Fermentation is much like cooking except it uses microbes instead of heat to transform food.
Technically speaking, it is the digestive action of microorganisms and their enzymes–particularly amylases, proteases, and lipases–that transform or break down the carbohydrates, proteins, and fats in food, respectively.
What kind of transformation does this microbial action do to food?
Benefits of fermentation
- Preserves food. Fermentation is a food preservation technique found in almost all culinary traditions. The most popular ones are kimchi from Korea, miso from Japan, and sauerkraut from Germany.

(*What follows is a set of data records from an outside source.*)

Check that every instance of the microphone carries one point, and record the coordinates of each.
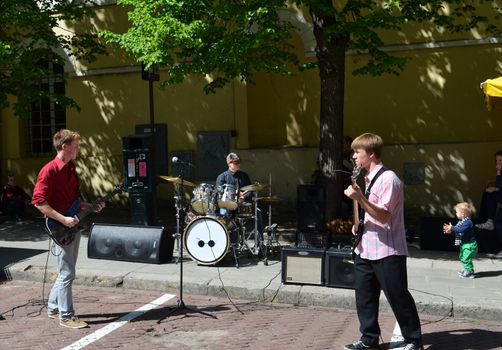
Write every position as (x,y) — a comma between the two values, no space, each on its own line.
(176,160)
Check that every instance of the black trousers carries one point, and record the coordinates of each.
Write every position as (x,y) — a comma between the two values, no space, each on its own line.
(390,276)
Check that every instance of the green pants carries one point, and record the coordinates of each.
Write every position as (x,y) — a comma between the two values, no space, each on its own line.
(467,252)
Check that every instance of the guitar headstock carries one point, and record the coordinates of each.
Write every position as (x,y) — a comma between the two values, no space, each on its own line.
(119,188)
(356,171)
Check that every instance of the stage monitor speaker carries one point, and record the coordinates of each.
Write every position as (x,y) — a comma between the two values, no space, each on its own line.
(339,268)
(311,204)
(302,265)
(147,244)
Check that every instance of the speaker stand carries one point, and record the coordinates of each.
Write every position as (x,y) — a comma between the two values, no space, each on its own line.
(180,304)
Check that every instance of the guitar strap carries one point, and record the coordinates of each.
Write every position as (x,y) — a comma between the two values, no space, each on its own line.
(367,191)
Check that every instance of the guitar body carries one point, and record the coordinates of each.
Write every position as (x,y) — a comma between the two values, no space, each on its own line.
(62,235)
(358,227)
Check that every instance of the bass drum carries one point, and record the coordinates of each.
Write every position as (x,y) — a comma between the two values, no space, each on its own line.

In the Philippines we have bagoong among many others. When done right, it creates a selective environment that limits what can grow, cultivating different kinds of microorganisms that inhibit food spoilage and prevent the development of pathogens or toxins.
- Promotes health. Fermented foods are among the most nutritious foods, supporting our immune function. The process of fermentation also makes food easier to digest and nutrients more easily absorbed by our bodies. Remember that ferments are not magic bullets, though; they need to be part of a combination of factors, such as exercise, sleep, and increased consumption of whole plant-based foods.
- Enhances flavors. Enzymes during fermentation break down carbohydrates, proteins, and fast into simple sugars and amino acids, and release unique volatile flavor and aromatic compounds. This why a lot of chefs consider it the final frontier in flavor-making. As Sandor Katz says, “Between fresh and rotten, there is a creative space in which some of the most compelling flavors arise.”